In May, a training session on a new CRM package being implemented at Grow Financial Federal Credit Union was hit with a performance hiccup that was quickly corrected. Essentially, a lot of people were running big queries against a database server that wasn't configured to handle such a computing load. The situation was atypical, because staff permitted to run such queries would never in actual practice run them simultaneously.

But because the Tampa, Fla.-based credit union had virtualized key functions of its infrastructure, James Stock, assistant vice president of network services at Grow, simply clicked his mouse button five times, which doubled the amount of RAM and quadrupled the number of processors dedicated to the system. Then he rebooted the machine. In five minutes, he had resolved the issue.

Only because the system was running on a virtual machine was such mouse-click provisioning possible. Ten years ago, if performance suddenly tanked on a Windows 2003 server, Stock would have had to shut down the machine, slide it out of the rack, pop the case off the hardware, physically install the extra memory sticks and processors, put everything back, and then reboot the system twice so it could recognize the hardware.

"Even if I was the best in the world at doing this, it still would have taken a solid 20 to 30 minutes," Stock said. "The system was put back to its original spec, but it goes to show how quickly something can be scaled in a virtual world."

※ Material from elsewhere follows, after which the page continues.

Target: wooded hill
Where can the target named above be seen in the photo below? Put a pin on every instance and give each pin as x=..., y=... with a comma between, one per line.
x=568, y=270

Another time, back in November 2011, Stock's network engineer was testing a script to purge log files off a file transfer server. Unfortunately, he had made a mistake in the way the script ran and instead of deleting just log files, it deleted any files, including system files, such as the critical .dll and driver files from the operating system; any data files that had been transferred to the FTP server; and log files that were older than the timeframe he sought to purge. But because Grow installed in January 2011 storage arrays in its data center from Compellent (which Dell acquired in February 2011), the network administrator was able to restore the system in 15 minutes.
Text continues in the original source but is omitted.